= William L. O'Daniel =

American farmer and politician (1923–2017)

William L. O'Daniel (December 4, 1923 - November 15, 2017) was an American farmer and politician.

O'Daniel was born in Union County, Kentucky, on December 4, 1923. O'Daniel attended high school in Albion, Illinois. During World War II, he was a paratrooper in the United States Army and saw service in the Philippines. For his service, he was awarded the Purple Heart, the Bronze Star and the Presidential Unit Citation. He later became a conservation contractor and went into full time farming in 1963. He served as Director of Wayne County Soil and Conservation District for ten years. He was a commissioner of the Wabash Valley Interstate Commission and of the Skillet Fork Drainage District respectively. O'Daniel lived in Mount Vernon, Illinois, with his wife and family.

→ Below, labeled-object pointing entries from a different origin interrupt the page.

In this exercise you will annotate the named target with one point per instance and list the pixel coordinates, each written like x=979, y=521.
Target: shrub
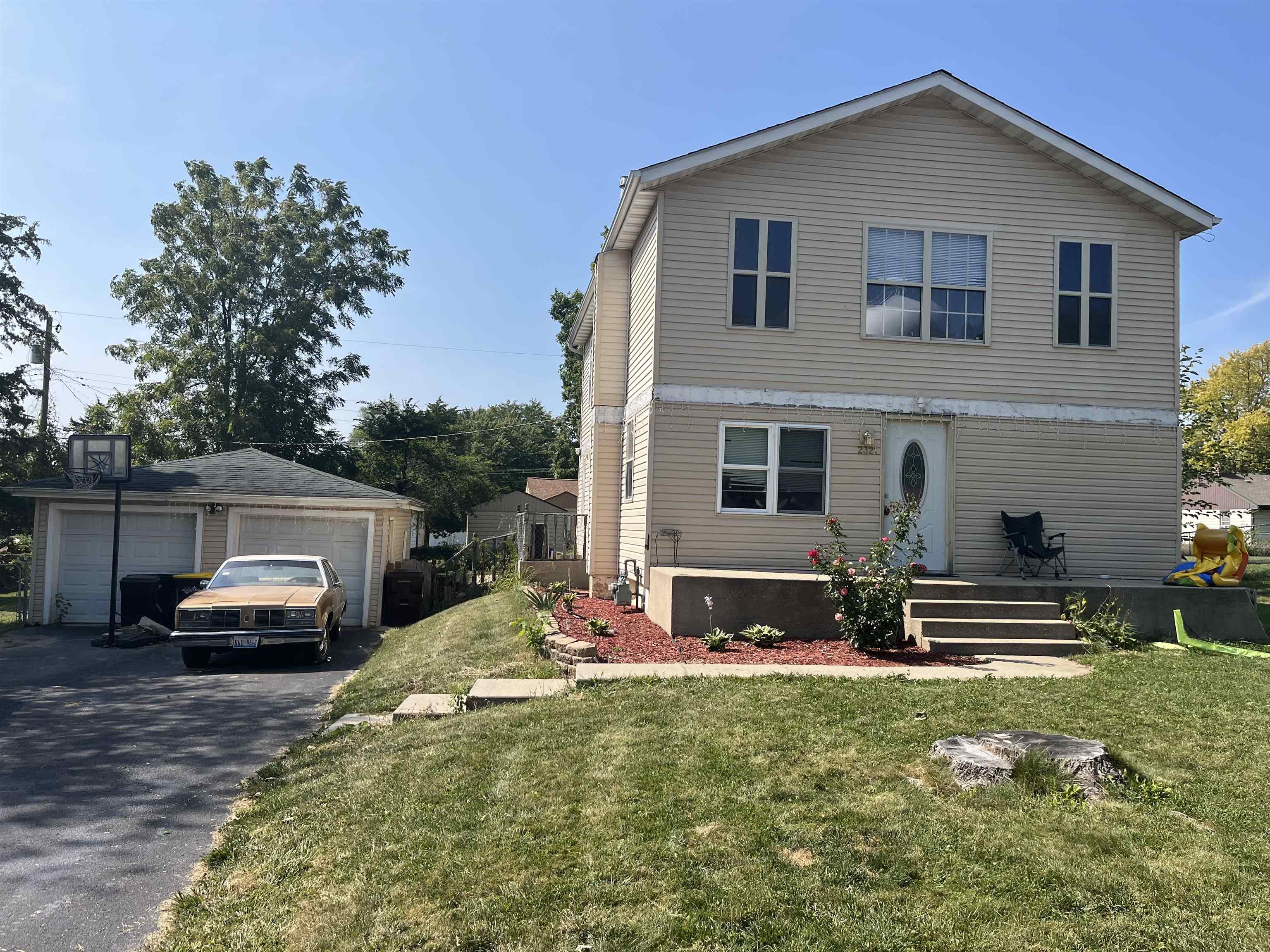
x=716, y=640
x=532, y=631
x=761, y=635
x=540, y=600
x=870, y=591
x=1109, y=626
x=599, y=626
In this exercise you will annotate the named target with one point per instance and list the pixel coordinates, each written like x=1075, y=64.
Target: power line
x=363, y=340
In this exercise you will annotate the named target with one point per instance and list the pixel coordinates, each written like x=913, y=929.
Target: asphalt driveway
x=117, y=764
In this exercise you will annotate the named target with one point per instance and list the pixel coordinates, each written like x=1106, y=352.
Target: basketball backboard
x=100, y=457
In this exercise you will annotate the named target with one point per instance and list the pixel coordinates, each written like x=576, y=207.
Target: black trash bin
x=404, y=597
x=140, y=596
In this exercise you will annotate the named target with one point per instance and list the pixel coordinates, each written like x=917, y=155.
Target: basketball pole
x=115, y=564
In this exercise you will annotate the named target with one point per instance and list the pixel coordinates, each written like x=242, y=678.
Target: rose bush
x=869, y=591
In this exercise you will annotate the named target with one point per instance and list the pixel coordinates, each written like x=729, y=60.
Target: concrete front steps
x=957, y=619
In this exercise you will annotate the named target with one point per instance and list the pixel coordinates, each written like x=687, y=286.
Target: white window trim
x=773, y=468
x=761, y=304
x=1085, y=242
x=928, y=228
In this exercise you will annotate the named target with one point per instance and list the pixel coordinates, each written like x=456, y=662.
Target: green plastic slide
x=1184, y=639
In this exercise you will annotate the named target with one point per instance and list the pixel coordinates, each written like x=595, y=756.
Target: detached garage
x=191, y=514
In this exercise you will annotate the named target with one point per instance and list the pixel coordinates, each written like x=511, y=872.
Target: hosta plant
x=762, y=635
x=869, y=591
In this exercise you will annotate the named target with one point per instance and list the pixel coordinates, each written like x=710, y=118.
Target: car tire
x=317, y=652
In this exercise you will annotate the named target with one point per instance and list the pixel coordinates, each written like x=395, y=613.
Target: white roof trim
x=957, y=93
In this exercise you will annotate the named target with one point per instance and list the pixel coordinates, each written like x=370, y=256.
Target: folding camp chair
x=1028, y=541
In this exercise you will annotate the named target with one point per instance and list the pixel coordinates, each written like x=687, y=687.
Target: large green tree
x=564, y=455
x=1226, y=416
x=244, y=305
x=409, y=450
x=22, y=323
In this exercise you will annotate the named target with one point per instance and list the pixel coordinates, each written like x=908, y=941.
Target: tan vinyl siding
x=605, y=500
x=634, y=511
x=643, y=310
x=613, y=317
x=921, y=163
x=215, y=539
x=1113, y=489
x=686, y=479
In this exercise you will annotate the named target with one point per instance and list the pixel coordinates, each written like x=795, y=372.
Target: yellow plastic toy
x=1221, y=559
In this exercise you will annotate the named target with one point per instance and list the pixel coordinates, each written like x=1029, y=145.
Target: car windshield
x=268, y=571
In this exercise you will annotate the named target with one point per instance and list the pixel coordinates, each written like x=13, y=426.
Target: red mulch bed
x=633, y=639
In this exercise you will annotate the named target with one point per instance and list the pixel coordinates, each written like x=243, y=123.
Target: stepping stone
x=990, y=757
x=502, y=691
x=426, y=706
x=353, y=720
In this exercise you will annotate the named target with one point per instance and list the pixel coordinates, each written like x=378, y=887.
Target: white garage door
x=342, y=541
x=149, y=543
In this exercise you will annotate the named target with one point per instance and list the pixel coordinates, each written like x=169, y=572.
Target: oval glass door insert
x=912, y=473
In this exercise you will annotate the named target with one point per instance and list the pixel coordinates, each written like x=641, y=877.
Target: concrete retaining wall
x=795, y=602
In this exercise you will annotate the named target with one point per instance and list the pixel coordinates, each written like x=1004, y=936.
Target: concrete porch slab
x=502, y=691
x=996, y=667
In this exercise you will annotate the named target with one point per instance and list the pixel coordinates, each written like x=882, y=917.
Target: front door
x=915, y=456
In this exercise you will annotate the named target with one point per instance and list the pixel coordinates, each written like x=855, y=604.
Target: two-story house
x=920, y=294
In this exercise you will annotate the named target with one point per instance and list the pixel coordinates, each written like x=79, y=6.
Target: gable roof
x=1250, y=492
x=639, y=196
x=246, y=473
x=547, y=489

In 1974, he became one of three representatives for the 54th district in the Illinois House of Representatives. At the time, was located in southeastern Illinois. O’Daniel served in the Illinois House of Representatives from 1974 to 1977. On October 31, 1977, he resigned from the House in 1977 to take a position as the Illinois director of the Agricultural Stabilization and Conservation Service. Robert V. Walsh, who served in the House from 1963 until 1967, was appointed to fill O'Daniel's vacancy.

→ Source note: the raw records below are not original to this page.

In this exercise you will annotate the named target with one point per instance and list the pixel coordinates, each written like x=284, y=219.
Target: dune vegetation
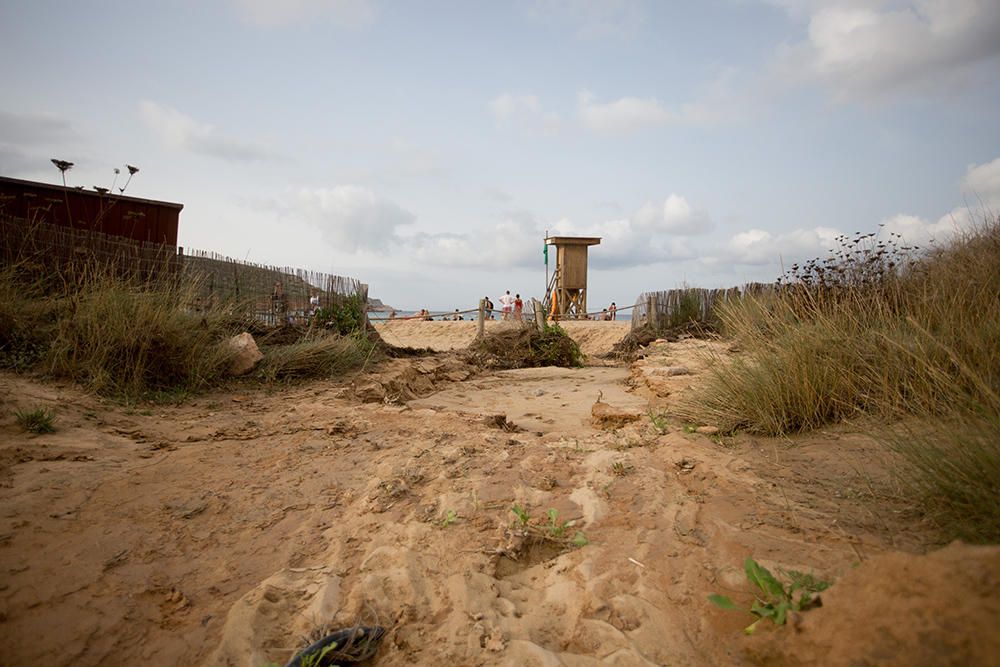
x=132, y=338
x=905, y=335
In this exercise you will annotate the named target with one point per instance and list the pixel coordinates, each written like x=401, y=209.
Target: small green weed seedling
x=39, y=420
x=659, y=421
x=553, y=531
x=621, y=468
x=774, y=599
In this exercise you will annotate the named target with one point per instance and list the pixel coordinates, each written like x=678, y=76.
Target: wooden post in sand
x=481, y=319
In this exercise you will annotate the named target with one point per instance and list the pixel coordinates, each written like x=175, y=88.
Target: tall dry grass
x=885, y=330
x=132, y=337
x=115, y=335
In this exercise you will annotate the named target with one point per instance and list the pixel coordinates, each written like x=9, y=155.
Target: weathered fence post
x=481, y=319
x=539, y=313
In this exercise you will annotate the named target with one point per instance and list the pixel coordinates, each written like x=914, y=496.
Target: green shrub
x=122, y=338
x=39, y=420
x=881, y=330
x=345, y=317
x=323, y=357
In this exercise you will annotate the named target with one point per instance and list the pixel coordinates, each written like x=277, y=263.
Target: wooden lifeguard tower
x=566, y=294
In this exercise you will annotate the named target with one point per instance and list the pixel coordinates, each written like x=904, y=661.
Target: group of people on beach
x=510, y=307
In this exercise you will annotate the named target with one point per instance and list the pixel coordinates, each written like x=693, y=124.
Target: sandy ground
x=224, y=530
x=594, y=337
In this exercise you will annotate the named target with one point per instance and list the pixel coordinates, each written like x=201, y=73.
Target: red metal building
x=116, y=215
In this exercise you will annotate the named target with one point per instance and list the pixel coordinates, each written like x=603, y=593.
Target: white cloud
x=351, y=218
x=674, y=216
x=28, y=141
x=280, y=13
x=983, y=182
x=981, y=187
x=525, y=110
x=180, y=131
x=656, y=233
x=758, y=247
x=870, y=50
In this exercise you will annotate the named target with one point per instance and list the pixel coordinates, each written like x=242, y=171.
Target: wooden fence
x=272, y=294
x=677, y=306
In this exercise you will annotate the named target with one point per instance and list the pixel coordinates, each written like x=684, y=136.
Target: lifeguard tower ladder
x=566, y=293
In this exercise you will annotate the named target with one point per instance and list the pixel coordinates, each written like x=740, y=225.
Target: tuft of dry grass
x=885, y=330
x=322, y=357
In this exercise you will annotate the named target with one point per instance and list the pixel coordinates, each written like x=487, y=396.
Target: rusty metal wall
x=144, y=220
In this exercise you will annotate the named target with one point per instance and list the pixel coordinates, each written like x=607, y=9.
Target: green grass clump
x=527, y=347
x=124, y=338
x=774, y=599
x=883, y=330
x=39, y=420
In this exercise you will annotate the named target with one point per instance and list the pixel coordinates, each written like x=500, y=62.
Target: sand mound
x=525, y=347
x=225, y=530
x=594, y=338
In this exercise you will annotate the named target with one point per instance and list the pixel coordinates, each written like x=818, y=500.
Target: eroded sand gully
x=224, y=530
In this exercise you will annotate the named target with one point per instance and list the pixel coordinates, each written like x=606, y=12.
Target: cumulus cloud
x=525, y=110
x=717, y=101
x=864, y=50
x=180, y=131
x=351, y=218
x=758, y=247
x=654, y=234
x=983, y=182
x=280, y=13
x=980, y=187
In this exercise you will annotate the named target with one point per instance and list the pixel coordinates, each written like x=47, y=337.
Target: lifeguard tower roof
x=573, y=240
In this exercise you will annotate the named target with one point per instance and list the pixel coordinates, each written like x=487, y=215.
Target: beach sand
x=594, y=337
x=224, y=530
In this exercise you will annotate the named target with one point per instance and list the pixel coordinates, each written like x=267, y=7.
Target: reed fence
x=272, y=294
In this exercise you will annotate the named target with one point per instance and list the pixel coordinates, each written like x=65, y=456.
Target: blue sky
x=425, y=148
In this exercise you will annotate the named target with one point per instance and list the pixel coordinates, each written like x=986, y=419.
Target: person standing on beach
x=507, y=303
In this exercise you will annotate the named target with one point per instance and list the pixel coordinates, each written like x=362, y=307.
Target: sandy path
x=594, y=337
x=222, y=531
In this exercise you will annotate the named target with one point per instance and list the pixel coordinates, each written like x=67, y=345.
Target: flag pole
x=545, y=251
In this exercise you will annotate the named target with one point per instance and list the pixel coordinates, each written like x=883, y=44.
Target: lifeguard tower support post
x=566, y=295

In the 1984 general election, Senator Terry Bruce was elected to the United States House of Representatives from Illinois's 19th congressional district. Bruce resigned from the Illinois Senate effective January 4, 1985. Local Democratic leaders appointed O'Daniel to the vacancy created by Bruce's resignation. O'Daniel then served in the Illinois Senate from 1985 to 2003 and was a Democrat. In the 2002 general election, Republican candidate John O. Jones defeated O'Daniel.

O'Daniel died November 15, 2017, at a hospital in Fairfield, Illinois.